1/4 Mile is equivalent to 400 meters or one lap of a standard-sized track.  Here’s a few examples of where your interval times would range, depending on your mile time.

  • If you run a 13:00/mile, you should run the quarter-mile repeats in 2:45
  • If you run a 12:00/mile, you should run the quarter-mile repeats in 2:30.
  • If you run a 11:00/mile, you should run the quarter-mile repeats in 2:15.
  • If you run a 10:00/mile, you should run the quarter-mile repeats in 2:00.
  • If you run a 9:00/mile, you should run the quarter-mile repeats in 1:45.
  • If you run a 8:00/mile, you should run the quarter-mile repeats in 1:30.
  • If you run a 7:00/mile, you should run the quarter-mile repeats in 1:15.

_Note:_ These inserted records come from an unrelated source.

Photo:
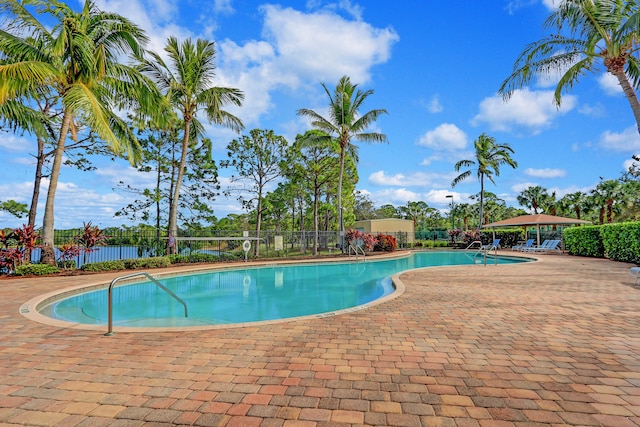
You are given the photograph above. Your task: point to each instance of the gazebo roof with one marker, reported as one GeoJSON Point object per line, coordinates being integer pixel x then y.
{"type": "Point", "coordinates": [537, 219]}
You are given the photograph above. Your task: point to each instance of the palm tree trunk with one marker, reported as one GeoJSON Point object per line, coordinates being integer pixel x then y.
{"type": "Point", "coordinates": [36, 183]}
{"type": "Point", "coordinates": [48, 255]}
{"type": "Point", "coordinates": [628, 92]}
{"type": "Point", "coordinates": [314, 250]}
{"type": "Point", "coordinates": [481, 200]}
{"type": "Point", "coordinates": [340, 176]}
{"type": "Point", "coordinates": [258, 221]}
{"type": "Point", "coordinates": [173, 209]}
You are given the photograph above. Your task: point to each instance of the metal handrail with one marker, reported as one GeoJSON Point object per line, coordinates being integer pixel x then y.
{"type": "Point", "coordinates": [151, 278]}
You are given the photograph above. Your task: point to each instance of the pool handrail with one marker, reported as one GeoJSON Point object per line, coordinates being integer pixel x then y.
{"type": "Point", "coordinates": [129, 276]}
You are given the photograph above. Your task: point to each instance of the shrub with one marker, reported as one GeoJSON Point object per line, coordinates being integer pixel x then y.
{"type": "Point", "coordinates": [385, 243]}
{"type": "Point", "coordinates": [193, 257]}
{"type": "Point", "coordinates": [365, 240]}
{"type": "Point", "coordinates": [104, 266]}
{"type": "Point", "coordinates": [36, 270]}
{"type": "Point", "coordinates": [621, 242]}
{"type": "Point", "coordinates": [68, 264]}
{"type": "Point", "coordinates": [584, 241]}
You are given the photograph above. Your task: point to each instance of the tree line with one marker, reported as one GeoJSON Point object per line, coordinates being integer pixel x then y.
{"type": "Point", "coordinates": [68, 77]}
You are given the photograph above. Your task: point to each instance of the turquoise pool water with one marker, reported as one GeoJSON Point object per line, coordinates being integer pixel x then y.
{"type": "Point", "coordinates": [253, 294]}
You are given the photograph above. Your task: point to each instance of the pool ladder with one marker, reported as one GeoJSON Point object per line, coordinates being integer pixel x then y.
{"type": "Point", "coordinates": [152, 279]}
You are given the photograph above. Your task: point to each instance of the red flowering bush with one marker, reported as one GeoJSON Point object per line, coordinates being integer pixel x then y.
{"type": "Point", "coordinates": [14, 246]}
{"type": "Point", "coordinates": [455, 234]}
{"type": "Point", "coordinates": [386, 243]}
{"type": "Point", "coordinates": [68, 252]}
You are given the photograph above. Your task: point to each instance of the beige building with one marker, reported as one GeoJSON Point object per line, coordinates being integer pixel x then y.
{"type": "Point", "coordinates": [393, 226]}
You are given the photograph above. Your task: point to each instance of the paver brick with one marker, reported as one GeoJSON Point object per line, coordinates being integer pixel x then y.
{"type": "Point", "coordinates": [449, 352]}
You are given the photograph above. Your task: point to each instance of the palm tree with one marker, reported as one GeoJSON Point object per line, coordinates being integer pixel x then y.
{"type": "Point", "coordinates": [415, 211]}
{"type": "Point", "coordinates": [187, 83]}
{"type": "Point", "coordinates": [574, 201]}
{"type": "Point", "coordinates": [532, 197]}
{"type": "Point", "coordinates": [489, 156]}
{"type": "Point", "coordinates": [345, 122]}
{"type": "Point", "coordinates": [607, 193]}
{"type": "Point", "coordinates": [78, 60]}
{"type": "Point", "coordinates": [589, 33]}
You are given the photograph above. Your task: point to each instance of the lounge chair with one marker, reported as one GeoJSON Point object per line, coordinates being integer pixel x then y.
{"type": "Point", "coordinates": [527, 244]}
{"type": "Point", "coordinates": [552, 245]}
{"type": "Point", "coordinates": [531, 248]}
{"type": "Point", "coordinates": [492, 246]}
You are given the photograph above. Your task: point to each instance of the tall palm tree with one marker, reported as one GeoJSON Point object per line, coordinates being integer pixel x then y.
{"type": "Point", "coordinates": [78, 60]}
{"type": "Point", "coordinates": [589, 33]}
{"type": "Point", "coordinates": [607, 193]}
{"type": "Point", "coordinates": [415, 211]}
{"type": "Point", "coordinates": [532, 197]}
{"type": "Point", "coordinates": [346, 122]}
{"type": "Point", "coordinates": [489, 156]}
{"type": "Point", "coordinates": [187, 82]}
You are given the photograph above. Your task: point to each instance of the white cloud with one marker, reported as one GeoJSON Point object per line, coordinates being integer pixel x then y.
{"type": "Point", "coordinates": [415, 179]}
{"type": "Point", "coordinates": [610, 85]}
{"type": "Point", "coordinates": [15, 144]}
{"type": "Point", "coordinates": [446, 137]}
{"type": "Point", "coordinates": [154, 16]}
{"type": "Point", "coordinates": [323, 46]}
{"type": "Point", "coordinates": [223, 6]}
{"type": "Point", "coordinates": [517, 188]}
{"type": "Point", "coordinates": [530, 109]}
{"type": "Point", "coordinates": [434, 105]}
{"type": "Point", "coordinates": [127, 174]}
{"type": "Point", "coordinates": [428, 160]}
{"type": "Point", "coordinates": [394, 196]}
{"type": "Point", "coordinates": [595, 110]}
{"type": "Point", "coordinates": [545, 173]}
{"type": "Point", "coordinates": [631, 163]}
{"type": "Point", "coordinates": [300, 49]}
{"type": "Point", "coordinates": [626, 141]}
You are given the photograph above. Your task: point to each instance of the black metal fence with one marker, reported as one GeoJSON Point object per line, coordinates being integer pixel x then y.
{"type": "Point", "coordinates": [127, 244]}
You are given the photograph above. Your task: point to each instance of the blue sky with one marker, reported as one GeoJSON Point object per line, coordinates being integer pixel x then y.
{"type": "Point", "coordinates": [434, 66]}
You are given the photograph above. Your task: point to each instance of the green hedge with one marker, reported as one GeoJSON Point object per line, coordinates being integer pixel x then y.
{"type": "Point", "coordinates": [193, 257]}
{"type": "Point", "coordinates": [618, 242]}
{"type": "Point", "coordinates": [622, 241]}
{"type": "Point", "coordinates": [104, 266]}
{"type": "Point", "coordinates": [584, 241]}
{"type": "Point", "coordinates": [36, 270]}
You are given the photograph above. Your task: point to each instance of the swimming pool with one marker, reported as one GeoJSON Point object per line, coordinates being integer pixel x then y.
{"type": "Point", "coordinates": [246, 295]}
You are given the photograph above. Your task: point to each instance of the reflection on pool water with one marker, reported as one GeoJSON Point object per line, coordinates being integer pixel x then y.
{"type": "Point", "coordinates": [251, 294]}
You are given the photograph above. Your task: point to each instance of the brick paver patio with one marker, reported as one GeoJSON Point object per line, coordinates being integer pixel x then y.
{"type": "Point", "coordinates": [556, 342]}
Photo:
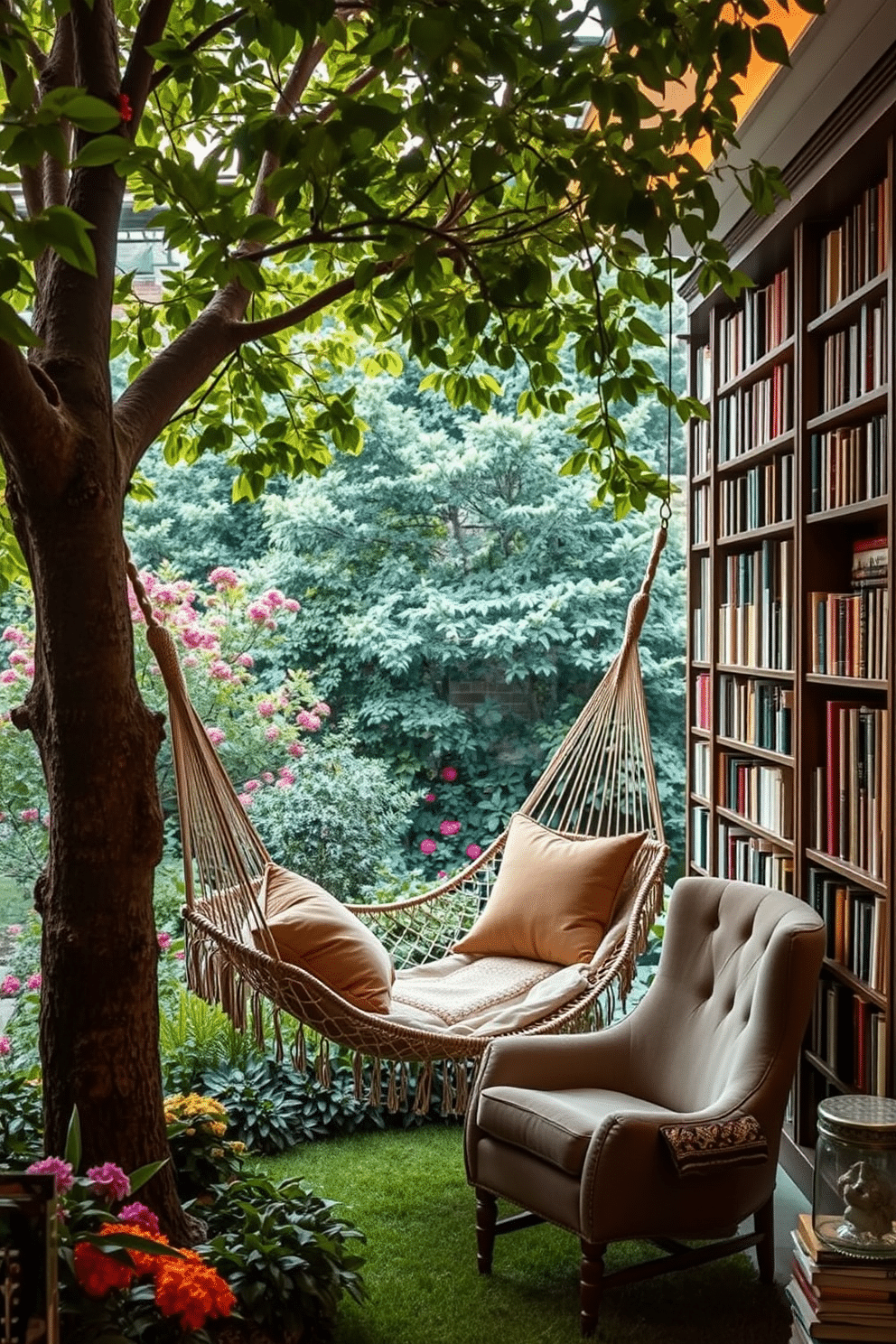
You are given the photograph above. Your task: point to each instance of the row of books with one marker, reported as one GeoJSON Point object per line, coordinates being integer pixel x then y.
{"type": "Point", "coordinates": [854, 359]}
{"type": "Point", "coordinates": [856, 925]}
{"type": "Point", "coordinates": [747, 858]}
{"type": "Point", "coordinates": [849, 1036]}
{"type": "Point", "coordinates": [757, 713]}
{"type": "Point", "coordinates": [857, 250]}
{"type": "Point", "coordinates": [848, 465]}
{"type": "Point", "coordinates": [700, 769]}
{"type": "Point", "coordinates": [700, 836]}
{"type": "Point", "coordinates": [700, 608]}
{"type": "Point", "coordinates": [760, 325]}
{"type": "Point", "coordinates": [837, 1297]}
{"type": "Point", "coordinates": [700, 441]}
{"type": "Point", "coordinates": [703, 700]}
{"type": "Point", "coordinates": [754, 415]}
{"type": "Point", "coordinates": [848, 632]}
{"type": "Point", "coordinates": [755, 606]}
{"type": "Point", "coordinates": [758, 498]}
{"type": "Point", "coordinates": [849, 793]}
{"type": "Point", "coordinates": [760, 792]}
{"type": "Point", "coordinates": [699, 514]}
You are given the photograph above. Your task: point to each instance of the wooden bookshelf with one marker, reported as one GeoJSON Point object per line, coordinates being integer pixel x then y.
{"type": "Point", "coordinates": [791, 658]}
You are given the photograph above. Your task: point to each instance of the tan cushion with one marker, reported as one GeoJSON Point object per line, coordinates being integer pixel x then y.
{"type": "Point", "coordinates": [554, 895]}
{"type": "Point", "coordinates": [555, 1125]}
{"type": "Point", "coordinates": [314, 931]}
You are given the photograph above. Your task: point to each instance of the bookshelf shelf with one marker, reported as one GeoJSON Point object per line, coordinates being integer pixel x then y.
{"type": "Point", "coordinates": [790, 551]}
{"type": "Point", "coordinates": [761, 367]}
{"type": "Point", "coordinates": [837, 314]}
{"type": "Point", "coordinates": [873, 401]}
{"type": "Point", "coordinates": [863, 509]}
{"type": "Point", "coordinates": [848, 871]}
{"type": "Point", "coordinates": [751, 749]}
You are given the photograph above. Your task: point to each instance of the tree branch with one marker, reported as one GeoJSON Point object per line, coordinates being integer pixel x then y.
{"type": "Point", "coordinates": [196, 43]}
{"type": "Point", "coordinates": [138, 79]}
{"type": "Point", "coordinates": [33, 427]}
{"type": "Point", "coordinates": [305, 66]}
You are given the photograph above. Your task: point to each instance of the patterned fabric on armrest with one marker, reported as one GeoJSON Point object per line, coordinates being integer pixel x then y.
{"type": "Point", "coordinates": [711, 1144]}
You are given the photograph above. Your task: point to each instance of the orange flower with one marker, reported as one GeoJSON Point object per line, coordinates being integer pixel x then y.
{"type": "Point", "coordinates": [99, 1273]}
{"type": "Point", "coordinates": [191, 1289]}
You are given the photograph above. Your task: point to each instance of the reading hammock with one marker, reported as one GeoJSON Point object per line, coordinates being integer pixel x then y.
{"type": "Point", "coordinates": [445, 1005]}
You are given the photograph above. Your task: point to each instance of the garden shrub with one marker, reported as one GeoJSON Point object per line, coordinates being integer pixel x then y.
{"type": "Point", "coordinates": [286, 1255]}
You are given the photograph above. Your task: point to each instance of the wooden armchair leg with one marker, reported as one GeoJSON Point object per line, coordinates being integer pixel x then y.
{"type": "Point", "coordinates": [487, 1217]}
{"type": "Point", "coordinates": [764, 1223]}
{"type": "Point", "coordinates": [590, 1285]}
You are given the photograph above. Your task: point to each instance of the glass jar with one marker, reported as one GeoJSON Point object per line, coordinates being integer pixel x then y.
{"type": "Point", "coordinates": [854, 1187]}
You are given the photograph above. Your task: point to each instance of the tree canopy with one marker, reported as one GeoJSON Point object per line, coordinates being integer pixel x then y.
{"type": "Point", "coordinates": [397, 173]}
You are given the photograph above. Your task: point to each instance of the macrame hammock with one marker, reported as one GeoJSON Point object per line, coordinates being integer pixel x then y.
{"type": "Point", "coordinates": [601, 782]}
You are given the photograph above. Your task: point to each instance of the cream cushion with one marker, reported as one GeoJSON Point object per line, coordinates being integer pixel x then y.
{"type": "Point", "coordinates": [554, 895]}
{"type": "Point", "coordinates": [314, 931]}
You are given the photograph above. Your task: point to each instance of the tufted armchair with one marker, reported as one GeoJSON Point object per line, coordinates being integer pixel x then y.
{"type": "Point", "coordinates": [667, 1124]}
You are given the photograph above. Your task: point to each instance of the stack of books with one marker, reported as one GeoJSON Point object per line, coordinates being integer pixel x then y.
{"type": "Point", "coordinates": [838, 1299]}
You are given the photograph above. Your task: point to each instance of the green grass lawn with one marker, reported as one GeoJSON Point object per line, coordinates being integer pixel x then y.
{"type": "Point", "coordinates": [407, 1192]}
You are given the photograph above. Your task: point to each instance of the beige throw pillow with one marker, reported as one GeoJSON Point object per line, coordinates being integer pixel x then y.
{"type": "Point", "coordinates": [554, 897]}
{"type": "Point", "coordinates": [313, 930]}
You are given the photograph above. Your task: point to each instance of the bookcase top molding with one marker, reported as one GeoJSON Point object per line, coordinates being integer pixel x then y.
{"type": "Point", "coordinates": [826, 110]}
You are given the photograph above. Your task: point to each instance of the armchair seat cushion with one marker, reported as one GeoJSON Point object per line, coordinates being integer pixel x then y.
{"type": "Point", "coordinates": [555, 1125]}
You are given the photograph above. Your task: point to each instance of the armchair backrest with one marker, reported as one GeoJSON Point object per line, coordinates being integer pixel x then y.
{"type": "Point", "coordinates": [727, 1011]}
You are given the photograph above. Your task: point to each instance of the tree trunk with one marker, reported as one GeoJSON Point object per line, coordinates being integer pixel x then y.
{"type": "Point", "coordinates": [98, 743]}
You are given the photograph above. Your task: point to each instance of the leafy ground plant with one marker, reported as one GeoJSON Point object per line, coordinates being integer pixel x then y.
{"type": "Point", "coordinates": [286, 1255]}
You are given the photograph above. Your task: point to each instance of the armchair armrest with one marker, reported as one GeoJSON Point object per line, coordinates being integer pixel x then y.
{"type": "Point", "coordinates": [708, 1145]}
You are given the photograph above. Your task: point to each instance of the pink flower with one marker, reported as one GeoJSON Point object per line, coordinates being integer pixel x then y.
{"type": "Point", "coordinates": [109, 1181]}
{"type": "Point", "coordinates": [140, 1217]}
{"type": "Point", "coordinates": [222, 578]}
{"type": "Point", "coordinates": [54, 1167]}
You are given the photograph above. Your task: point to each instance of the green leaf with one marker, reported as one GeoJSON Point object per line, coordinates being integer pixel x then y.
{"type": "Point", "coordinates": [73, 1142]}
{"type": "Point", "coordinates": [770, 43]}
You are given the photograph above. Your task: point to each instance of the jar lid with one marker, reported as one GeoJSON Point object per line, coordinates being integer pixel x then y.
{"type": "Point", "coordinates": [854, 1115]}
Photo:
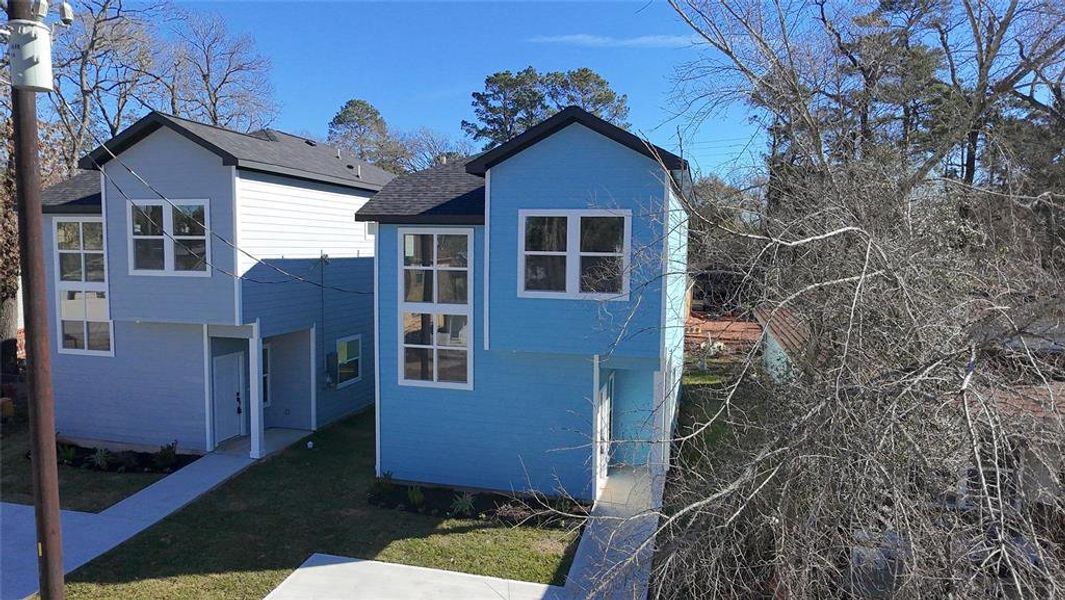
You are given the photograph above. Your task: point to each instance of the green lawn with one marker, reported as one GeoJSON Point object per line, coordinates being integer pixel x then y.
{"type": "Point", "coordinates": [80, 489]}
{"type": "Point", "coordinates": [242, 539]}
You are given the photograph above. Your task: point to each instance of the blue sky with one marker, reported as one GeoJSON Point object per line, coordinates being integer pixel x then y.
{"type": "Point", "coordinates": [418, 62]}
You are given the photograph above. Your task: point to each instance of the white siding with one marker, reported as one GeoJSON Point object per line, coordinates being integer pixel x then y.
{"type": "Point", "coordinates": [279, 217]}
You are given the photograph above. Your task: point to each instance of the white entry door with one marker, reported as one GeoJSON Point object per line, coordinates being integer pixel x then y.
{"type": "Point", "coordinates": [227, 391]}
{"type": "Point", "coordinates": [603, 436]}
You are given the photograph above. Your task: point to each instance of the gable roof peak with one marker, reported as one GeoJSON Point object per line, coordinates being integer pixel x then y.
{"type": "Point", "coordinates": [562, 118]}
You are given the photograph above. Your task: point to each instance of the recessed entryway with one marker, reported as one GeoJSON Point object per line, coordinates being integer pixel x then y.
{"type": "Point", "coordinates": [228, 396]}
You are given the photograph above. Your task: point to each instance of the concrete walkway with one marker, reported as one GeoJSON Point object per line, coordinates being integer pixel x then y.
{"type": "Point", "coordinates": [334, 578]}
{"type": "Point", "coordinates": [613, 560]}
{"type": "Point", "coordinates": [609, 563]}
{"type": "Point", "coordinates": [87, 535]}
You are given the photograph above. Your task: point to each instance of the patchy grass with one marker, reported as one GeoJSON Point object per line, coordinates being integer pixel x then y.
{"type": "Point", "coordinates": [242, 539]}
{"type": "Point", "coordinates": [80, 489]}
{"type": "Point", "coordinates": [694, 378]}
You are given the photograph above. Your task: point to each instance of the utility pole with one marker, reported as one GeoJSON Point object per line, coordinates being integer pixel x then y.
{"type": "Point", "coordinates": [29, 46]}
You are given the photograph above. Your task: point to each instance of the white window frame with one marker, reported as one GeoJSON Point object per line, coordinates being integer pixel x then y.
{"type": "Point", "coordinates": [358, 377]}
{"type": "Point", "coordinates": [573, 254]}
{"type": "Point", "coordinates": [63, 287]}
{"type": "Point", "coordinates": [266, 370]}
{"type": "Point", "coordinates": [168, 237]}
{"type": "Point", "coordinates": [435, 308]}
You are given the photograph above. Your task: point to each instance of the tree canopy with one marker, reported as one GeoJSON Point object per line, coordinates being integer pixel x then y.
{"type": "Point", "coordinates": [511, 102]}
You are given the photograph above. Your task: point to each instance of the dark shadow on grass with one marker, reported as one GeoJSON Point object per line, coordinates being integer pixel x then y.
{"type": "Point", "coordinates": [267, 520]}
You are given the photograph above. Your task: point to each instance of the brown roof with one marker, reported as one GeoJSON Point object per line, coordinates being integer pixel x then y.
{"type": "Point", "coordinates": [785, 327]}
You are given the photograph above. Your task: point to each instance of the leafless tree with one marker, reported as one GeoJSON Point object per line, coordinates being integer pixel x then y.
{"type": "Point", "coordinates": [426, 148]}
{"type": "Point", "coordinates": [914, 446]}
{"type": "Point", "coordinates": [216, 77]}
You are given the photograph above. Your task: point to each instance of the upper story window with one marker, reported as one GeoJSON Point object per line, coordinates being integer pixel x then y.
{"type": "Point", "coordinates": [574, 254]}
{"type": "Point", "coordinates": [83, 314]}
{"type": "Point", "coordinates": [436, 298]}
{"type": "Point", "coordinates": [169, 240]}
{"type": "Point", "coordinates": [348, 360]}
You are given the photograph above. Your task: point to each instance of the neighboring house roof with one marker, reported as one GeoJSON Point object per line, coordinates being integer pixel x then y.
{"type": "Point", "coordinates": [78, 194]}
{"type": "Point", "coordinates": [442, 194]}
{"type": "Point", "coordinates": [266, 150]}
{"type": "Point", "coordinates": [566, 117]}
{"type": "Point", "coordinates": [785, 327]}
{"type": "Point", "coordinates": [455, 192]}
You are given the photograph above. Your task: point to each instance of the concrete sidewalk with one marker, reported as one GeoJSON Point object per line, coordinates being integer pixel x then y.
{"type": "Point", "coordinates": [87, 535]}
{"type": "Point", "coordinates": [334, 578]}
{"type": "Point", "coordinates": [612, 561]}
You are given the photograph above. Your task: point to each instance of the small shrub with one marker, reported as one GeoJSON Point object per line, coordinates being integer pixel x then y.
{"type": "Point", "coordinates": [463, 504]}
{"type": "Point", "coordinates": [166, 457]}
{"type": "Point", "coordinates": [66, 454]}
{"type": "Point", "coordinates": [415, 496]}
{"type": "Point", "coordinates": [101, 458]}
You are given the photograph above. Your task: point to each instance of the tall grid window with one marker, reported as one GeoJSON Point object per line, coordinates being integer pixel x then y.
{"type": "Point", "coordinates": [436, 324]}
{"type": "Point", "coordinates": [574, 254]}
{"type": "Point", "coordinates": [166, 239]}
{"type": "Point", "coordinates": [81, 287]}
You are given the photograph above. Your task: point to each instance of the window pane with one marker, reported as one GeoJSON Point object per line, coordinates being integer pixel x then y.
{"type": "Point", "coordinates": [147, 221]}
{"type": "Point", "coordinates": [601, 274]}
{"type": "Point", "coordinates": [94, 266]}
{"type": "Point", "coordinates": [72, 306]}
{"type": "Point", "coordinates": [148, 254]}
{"type": "Point", "coordinates": [545, 273]}
{"type": "Point", "coordinates": [99, 336]}
{"type": "Point", "coordinates": [74, 335]}
{"type": "Point", "coordinates": [187, 220]}
{"type": "Point", "coordinates": [190, 255]}
{"type": "Point", "coordinates": [453, 287]}
{"type": "Point", "coordinates": [453, 366]}
{"type": "Point", "coordinates": [452, 250]}
{"type": "Point", "coordinates": [96, 306]}
{"type": "Point", "coordinates": [70, 266]}
{"type": "Point", "coordinates": [418, 250]}
{"type": "Point", "coordinates": [67, 237]}
{"type": "Point", "coordinates": [452, 330]}
{"type": "Point", "coordinates": [416, 328]}
{"type": "Point", "coordinates": [418, 285]}
{"type": "Point", "coordinates": [545, 233]}
{"type": "Point", "coordinates": [347, 371]}
{"type": "Point", "coordinates": [93, 236]}
{"type": "Point", "coordinates": [418, 363]}
{"type": "Point", "coordinates": [354, 349]}
{"type": "Point", "coordinates": [602, 233]}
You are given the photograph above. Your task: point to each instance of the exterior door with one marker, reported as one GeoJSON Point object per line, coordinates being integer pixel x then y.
{"type": "Point", "coordinates": [227, 393]}
{"type": "Point", "coordinates": [603, 415]}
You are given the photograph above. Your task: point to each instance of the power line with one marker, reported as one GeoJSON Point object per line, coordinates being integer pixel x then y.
{"type": "Point", "coordinates": [207, 229]}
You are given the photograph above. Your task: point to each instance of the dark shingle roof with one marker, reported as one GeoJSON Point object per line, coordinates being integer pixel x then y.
{"type": "Point", "coordinates": [79, 194]}
{"type": "Point", "coordinates": [442, 194]}
{"type": "Point", "coordinates": [266, 150]}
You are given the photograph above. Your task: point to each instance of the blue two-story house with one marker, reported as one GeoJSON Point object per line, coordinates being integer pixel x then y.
{"type": "Point", "coordinates": [210, 288]}
{"type": "Point", "coordinates": [529, 311]}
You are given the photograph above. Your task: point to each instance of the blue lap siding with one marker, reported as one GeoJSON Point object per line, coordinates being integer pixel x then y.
{"type": "Point", "coordinates": [526, 424]}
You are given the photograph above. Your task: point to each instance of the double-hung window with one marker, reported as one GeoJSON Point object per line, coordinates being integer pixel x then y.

Cool-Down  5:00-10:00 easy jog (you’ve earned it!)

New Year, New Goals, New Dreams…

New Year’s is less than a week away…so it’s time to start thinking about goals. Here’s what I want to do….write down your goal and send it to me. It can be through FB PM here or you can be even more accountable and post it in Strong to the Core. Don’t make a willy nilly goal…think about it. It needs to be realistic and attainable. I will make a spreadsheet listing everyones goals for 2017. I won’t share it…but I will keep it handy to remind you throughout the year. Send me your address along with your goal. Close to the end of the year, I will mail you a note with the goal you set to see how close you are. Deal?

These are “active” goals that we will work on throughout 2017. It can be running a certain number of miles, reaching a goal weight, hitting a goal time at a race…just make it realistic and attainable. Think about it…and send it to me before Sunday.

The new year stands before us…let’s write an active, healthy, strong, and powerful chapter for 2017!